October 2nd.—Flying-ants, male and female, usually swarm and migrate on hot sunny days in August and September: but this day a vast emigration took place in my garden, and myriads came forth, in appearance from the drain which goes under the fruit-wall, filling the air and the adjoining trees and shrubs with their numbers. The females were full of eggs. This late swarming is probably owing to the backward wet season. The day following, not one flying ant was to be seen.

Horse-ants travel home to their nests laden with flies which they have caught, and the aureliæ of smaller ants, which they seize by violence.—White.

In my "Naturalist's Calendar" for the year 1777, on September 6th, I find the following note to the article Flying Ants.

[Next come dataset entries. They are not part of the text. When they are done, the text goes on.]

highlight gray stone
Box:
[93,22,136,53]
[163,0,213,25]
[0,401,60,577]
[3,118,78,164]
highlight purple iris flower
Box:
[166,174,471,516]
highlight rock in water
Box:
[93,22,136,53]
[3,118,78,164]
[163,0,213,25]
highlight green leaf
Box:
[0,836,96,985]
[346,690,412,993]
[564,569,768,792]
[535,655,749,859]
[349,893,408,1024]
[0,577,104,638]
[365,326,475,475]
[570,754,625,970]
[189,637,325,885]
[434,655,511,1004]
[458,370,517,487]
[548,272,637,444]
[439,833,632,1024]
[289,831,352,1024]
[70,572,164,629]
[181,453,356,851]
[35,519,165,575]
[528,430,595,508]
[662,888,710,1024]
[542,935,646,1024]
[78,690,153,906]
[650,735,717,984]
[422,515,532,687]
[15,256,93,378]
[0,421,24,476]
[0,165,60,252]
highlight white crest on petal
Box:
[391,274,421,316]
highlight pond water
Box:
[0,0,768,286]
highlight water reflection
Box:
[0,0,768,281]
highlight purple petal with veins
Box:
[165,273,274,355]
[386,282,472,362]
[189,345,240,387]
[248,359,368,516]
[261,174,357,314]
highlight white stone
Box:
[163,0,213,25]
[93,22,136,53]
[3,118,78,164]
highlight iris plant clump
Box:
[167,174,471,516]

I saw a prodigious swarm of these ants flying about the top of some tall elm-trees (close by my house); some were continually dropping to the ground, as if from the trees, and others rising up from the ground; many of them were joined together in copulation; and I imagine their life is but short, for as soon as produced from the egg by the heat of the sun, they propagate their species, and soon after perish. They were black, somewhat like the small black ant, and had four wings. I saw also, at another place, a large sort, which were yellowish. On the 8th September, 1785, I again observed the same circumstance of a vast number of these insects flying near the tops of the elms and dropping to the ground.

On the 2nd March, 1777, I saw great numbers of ants come out of the ground.—Marwick.